Kubernetes is a convenient container orchestration tool. However, this solution only works independently, with preparation and additional settings. For example, users must deal with database schema migrations or API backward compatibility issues.
Disadvantages of Kubernetes
- Safety. There are many different components in one technology, the security of which has to be closely monitored: external, at the level of clusters and nodes, and internal, at the level of specific images. Special AntiMalware solutions for Kubernetes have already appeared that scan everything that happens inside the container. Unlike containers, a virtual machine is completely abstracted from the host server machine that runs it: it has its operating system, so the risk of penetration into the server from a virtual machine is much less than from a container. You can solve this problem by scanning activity, encrypting network traffic, installing components for security, and solutions for authenticating containers and application components. This makes life difficult for Kubernetes administrators, but something needs to be done about it – it’s part of our job.
- Kubernetes is still not PaaS, so you also have to pack middleware into containers and dependencies for the application. But this task is also simplified due to the huge number of ready-made and pre-configured images for containers posted in public registries.
- The requirement for applications to be containerized. This limits opportunities for companies that need to develop applications themselves. Therefore, we often need to maintain a legacy infrastructure parallel to the main one. The gradual replacement of applications solves this problem: old applications are rewritten under new architecture models with support for new technologies for infrastructure, or there is a complete transition to SaaS-type applications in which there is no need to manage infrastructure.
- The complexity of administration. It is solved using cloud services. I do not recommend setting up Kubernetes independently because this requires very narrow specialists, and it isn’t easy to maintain a cluster independently.
Future of Kubernetes
According to CNCF, Kubernetes is currently the second-largest open-source project in the world after Linux. Since the advent of Kubernetes, it’s safe to say that almost all other orchestrators are either irrelevant or have faded into the background compared to Kubernetes. Typically, every major public cloud provider has a managed Kubernetes service or is in the process of developing one.
Kubernetes continues to grow rapidly. Initially focused primarily on basic container scheduling, it soon added additional capabilities to address production concerns such as security, stateful applications, cloud integration, and batch processing, to name a few.
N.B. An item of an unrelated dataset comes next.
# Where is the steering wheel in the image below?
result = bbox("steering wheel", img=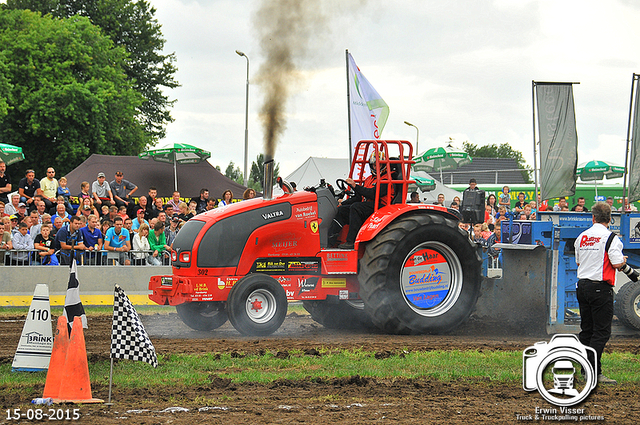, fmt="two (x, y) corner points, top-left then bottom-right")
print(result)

As the platform matured, the rate of fundamental change slowed down. While improvements in scalability and accessibility will continue indefinitely, the underlying form of the platform has become fairly stable. The platform has become very extensible, and much of the interesting work in the future will be based on Kubernetes rather than “inside” Kubernetes itself. This is a sign of success. For many, Kubernetes will all but disappear or become taken for granted as essential plumbing.
Exciting Kubernetes-based systems for networking, serverless, IoT, and edge computing are currently being researched and built that leverage the scalability, flexibility, and efficiency of microservices/container-based architectures.
Conclusion
Kubernetes is the most advanced container orchestration tool available today. It allows automates not only the deployment process but also simplifies the further process of working with arrays of containers as much as possible.